Fourteen, like the director’s last film, The Unspeakable Act (2012), is a spare and emotionally bracing drama that quickly defines full, complicated characters with roiling interiority, and puts them through bold stories that challenge their conceptions of self and our understanding of their psychologies and spirit. Like his last film, Sallitt’s latest features Tallie Medel in the lead, truly one of the most evocative and interesting actresses working in American cinema, one whose huge eyes, moppet haircut, and small stature allow for clownishly expressive behavior akin to Giulietta Masina. But Medel is also an actress whose psychological presence is deeply imbedded in the image, enriching it with dynamism and mystery. As in the films of Jacques Doillon, whom Sallitt has written about on this site, while watching Madel in Fourteen you feel like you are watching a character perceive, think, and then act upon her thought before your eyes. Even more unusually, sometimes her character seems to be thinking of other things in her life than the scene we are watching before us, creating an off-screen space of thought. In short, she is an always lively and unpredictable presence, and a true joy to watch.
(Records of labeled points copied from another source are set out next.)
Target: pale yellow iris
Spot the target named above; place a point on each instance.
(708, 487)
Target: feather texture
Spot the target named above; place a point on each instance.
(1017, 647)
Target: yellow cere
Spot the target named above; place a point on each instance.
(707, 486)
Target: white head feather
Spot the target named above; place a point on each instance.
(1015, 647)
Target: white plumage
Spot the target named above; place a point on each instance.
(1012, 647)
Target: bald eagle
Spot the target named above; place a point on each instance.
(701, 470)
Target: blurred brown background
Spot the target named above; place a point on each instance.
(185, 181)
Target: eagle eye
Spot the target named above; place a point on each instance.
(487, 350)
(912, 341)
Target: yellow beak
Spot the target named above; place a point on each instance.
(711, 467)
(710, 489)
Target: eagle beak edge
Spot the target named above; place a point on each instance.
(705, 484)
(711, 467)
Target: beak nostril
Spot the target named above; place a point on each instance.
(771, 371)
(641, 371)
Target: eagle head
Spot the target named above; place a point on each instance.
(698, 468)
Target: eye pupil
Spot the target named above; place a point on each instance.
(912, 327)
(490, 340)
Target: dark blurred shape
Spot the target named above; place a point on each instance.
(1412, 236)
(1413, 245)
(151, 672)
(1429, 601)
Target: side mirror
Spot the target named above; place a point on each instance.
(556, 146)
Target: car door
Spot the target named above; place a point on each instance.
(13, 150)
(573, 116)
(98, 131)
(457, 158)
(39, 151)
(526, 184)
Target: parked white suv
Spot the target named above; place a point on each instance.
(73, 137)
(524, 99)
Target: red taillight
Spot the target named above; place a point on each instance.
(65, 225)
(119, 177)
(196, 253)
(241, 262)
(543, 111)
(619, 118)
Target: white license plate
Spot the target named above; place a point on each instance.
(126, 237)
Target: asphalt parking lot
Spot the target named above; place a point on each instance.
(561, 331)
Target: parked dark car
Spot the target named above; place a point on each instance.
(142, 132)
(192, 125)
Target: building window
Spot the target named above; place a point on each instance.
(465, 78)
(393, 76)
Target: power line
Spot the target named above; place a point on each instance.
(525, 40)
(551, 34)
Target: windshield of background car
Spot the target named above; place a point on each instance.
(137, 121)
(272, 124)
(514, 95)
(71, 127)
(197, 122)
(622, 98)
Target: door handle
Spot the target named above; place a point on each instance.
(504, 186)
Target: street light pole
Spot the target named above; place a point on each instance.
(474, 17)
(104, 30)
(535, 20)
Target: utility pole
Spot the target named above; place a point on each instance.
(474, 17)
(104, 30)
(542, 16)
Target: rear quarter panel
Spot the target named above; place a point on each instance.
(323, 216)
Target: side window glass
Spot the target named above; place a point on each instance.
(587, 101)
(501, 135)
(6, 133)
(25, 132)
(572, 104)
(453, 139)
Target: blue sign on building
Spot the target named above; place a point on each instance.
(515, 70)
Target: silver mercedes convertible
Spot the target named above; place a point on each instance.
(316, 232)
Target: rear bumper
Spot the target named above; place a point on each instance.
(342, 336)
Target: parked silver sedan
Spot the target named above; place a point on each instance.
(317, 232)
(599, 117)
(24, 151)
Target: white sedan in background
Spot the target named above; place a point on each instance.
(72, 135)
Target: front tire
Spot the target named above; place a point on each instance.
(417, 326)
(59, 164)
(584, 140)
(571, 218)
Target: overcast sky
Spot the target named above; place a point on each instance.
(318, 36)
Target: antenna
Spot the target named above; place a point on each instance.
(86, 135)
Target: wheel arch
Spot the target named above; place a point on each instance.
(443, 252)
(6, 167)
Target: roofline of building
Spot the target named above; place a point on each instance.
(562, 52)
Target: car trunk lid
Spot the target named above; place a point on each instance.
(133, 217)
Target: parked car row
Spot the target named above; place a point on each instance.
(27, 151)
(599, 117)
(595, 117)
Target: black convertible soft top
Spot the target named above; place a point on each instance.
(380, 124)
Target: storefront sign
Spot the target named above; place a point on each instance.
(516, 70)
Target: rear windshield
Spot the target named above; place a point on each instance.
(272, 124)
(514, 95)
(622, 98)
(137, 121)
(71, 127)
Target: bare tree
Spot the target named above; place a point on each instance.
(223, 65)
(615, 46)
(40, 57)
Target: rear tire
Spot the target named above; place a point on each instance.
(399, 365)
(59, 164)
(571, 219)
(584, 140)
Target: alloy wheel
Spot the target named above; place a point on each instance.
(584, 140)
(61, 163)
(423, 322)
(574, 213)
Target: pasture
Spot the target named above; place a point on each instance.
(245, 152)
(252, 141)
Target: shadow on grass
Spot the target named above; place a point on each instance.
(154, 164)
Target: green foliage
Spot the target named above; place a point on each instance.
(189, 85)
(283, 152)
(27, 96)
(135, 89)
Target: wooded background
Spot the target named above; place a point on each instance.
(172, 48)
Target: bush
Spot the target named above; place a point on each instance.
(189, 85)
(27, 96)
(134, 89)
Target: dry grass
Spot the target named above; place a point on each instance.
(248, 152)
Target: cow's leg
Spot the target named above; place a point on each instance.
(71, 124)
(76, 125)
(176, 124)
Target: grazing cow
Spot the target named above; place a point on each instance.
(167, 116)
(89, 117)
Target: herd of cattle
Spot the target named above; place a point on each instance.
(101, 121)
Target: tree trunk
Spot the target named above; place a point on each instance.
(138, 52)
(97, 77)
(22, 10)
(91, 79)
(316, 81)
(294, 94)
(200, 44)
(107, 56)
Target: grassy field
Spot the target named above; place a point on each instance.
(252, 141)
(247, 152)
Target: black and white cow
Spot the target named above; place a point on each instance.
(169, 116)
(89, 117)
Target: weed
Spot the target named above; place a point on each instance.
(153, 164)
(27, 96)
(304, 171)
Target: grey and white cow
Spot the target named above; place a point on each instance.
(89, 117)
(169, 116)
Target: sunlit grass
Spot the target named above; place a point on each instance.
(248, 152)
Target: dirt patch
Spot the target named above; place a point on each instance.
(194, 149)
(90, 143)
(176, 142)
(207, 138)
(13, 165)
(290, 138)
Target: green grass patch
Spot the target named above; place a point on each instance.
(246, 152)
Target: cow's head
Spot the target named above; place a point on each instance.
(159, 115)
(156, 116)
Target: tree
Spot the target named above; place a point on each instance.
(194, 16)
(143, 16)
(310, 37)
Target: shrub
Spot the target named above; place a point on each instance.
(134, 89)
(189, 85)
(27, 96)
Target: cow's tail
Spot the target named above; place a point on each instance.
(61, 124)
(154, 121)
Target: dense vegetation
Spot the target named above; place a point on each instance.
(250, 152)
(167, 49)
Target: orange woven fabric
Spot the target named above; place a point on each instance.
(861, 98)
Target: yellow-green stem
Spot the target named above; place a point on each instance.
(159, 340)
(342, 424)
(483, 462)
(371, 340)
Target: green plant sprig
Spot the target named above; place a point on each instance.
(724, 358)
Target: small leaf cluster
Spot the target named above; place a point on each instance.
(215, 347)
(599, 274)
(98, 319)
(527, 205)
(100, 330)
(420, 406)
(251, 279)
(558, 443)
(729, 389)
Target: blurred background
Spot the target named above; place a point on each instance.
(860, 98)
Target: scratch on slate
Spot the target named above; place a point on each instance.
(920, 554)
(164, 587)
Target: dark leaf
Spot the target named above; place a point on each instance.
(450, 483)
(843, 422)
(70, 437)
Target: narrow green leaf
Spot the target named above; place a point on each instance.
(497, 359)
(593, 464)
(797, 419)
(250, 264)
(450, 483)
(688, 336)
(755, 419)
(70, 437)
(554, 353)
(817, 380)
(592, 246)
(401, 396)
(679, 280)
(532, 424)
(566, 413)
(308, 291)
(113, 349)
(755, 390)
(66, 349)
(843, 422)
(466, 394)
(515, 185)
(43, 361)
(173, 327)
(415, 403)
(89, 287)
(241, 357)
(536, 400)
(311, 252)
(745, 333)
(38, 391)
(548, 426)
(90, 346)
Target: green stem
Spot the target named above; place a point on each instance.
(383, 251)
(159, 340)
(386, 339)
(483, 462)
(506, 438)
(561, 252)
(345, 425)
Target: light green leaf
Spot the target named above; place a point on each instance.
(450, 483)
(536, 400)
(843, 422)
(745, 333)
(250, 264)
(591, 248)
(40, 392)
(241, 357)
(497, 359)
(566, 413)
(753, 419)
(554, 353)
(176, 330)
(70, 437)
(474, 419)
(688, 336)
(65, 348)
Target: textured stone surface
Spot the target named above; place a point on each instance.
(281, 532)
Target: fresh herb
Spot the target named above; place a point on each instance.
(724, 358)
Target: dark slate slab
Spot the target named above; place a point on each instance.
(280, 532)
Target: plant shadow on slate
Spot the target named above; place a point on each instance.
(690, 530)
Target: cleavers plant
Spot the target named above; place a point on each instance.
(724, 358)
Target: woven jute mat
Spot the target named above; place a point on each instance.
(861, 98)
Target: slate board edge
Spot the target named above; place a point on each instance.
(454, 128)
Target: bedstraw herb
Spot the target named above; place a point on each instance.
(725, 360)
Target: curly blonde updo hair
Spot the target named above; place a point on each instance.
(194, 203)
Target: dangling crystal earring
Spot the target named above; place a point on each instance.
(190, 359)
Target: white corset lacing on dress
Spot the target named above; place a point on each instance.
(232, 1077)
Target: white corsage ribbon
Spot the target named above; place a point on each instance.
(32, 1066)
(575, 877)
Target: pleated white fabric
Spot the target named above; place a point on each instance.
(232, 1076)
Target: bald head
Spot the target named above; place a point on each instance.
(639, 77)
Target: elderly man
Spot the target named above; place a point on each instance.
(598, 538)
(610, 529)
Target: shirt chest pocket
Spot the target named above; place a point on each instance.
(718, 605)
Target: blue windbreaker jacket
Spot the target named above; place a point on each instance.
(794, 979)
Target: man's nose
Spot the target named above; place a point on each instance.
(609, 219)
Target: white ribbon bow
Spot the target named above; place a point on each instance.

The story is simple but its nuances deep: it is about a friendship between Mara (Madel) and Jo (Norma Kuhling), a lanky blonde beauty, an extremely close relationship begun in childhood. Now that they are both adults living in New York their bond, the rhythm and needs of their friendship, is shifting under their feet, at first imperceptibly. Through intense and unexpectedly swift scenes the film sets up Jo’s reliance on Mara’s responsibility and generosity, the former’s unpredictability and drug use, and the latter’s revolving dating life and withheld desires. Time passes quickly in the film without realizing it at first, and when it becomes more obvious, and Jo’s life becomes more of a mess, the film’s center comes into focus: how friendships are not uniform and timeless, but rather they age like people do. To stay true to the original bond of spirit as one gets older and continually has to face the burdens of work, being successful, having relationships, living in the city, of simply (or not) being an adult, these things challenge the very foundation of the friendship. In Fourteen we see this soulful slip before our eyes in a manner almost confrontative in its directness and focus. Where The Kindness of Strangers willfully manipulates a drama to prove how good people can find each other and support one another in the face of life’s difficulties, Fourteen instead offers a challenge, asking without knowing the answer what friendship really means and how time changes not just people but that which exists between them. It is the films that ask the hard questions that we need most, not those that falsify pat answers.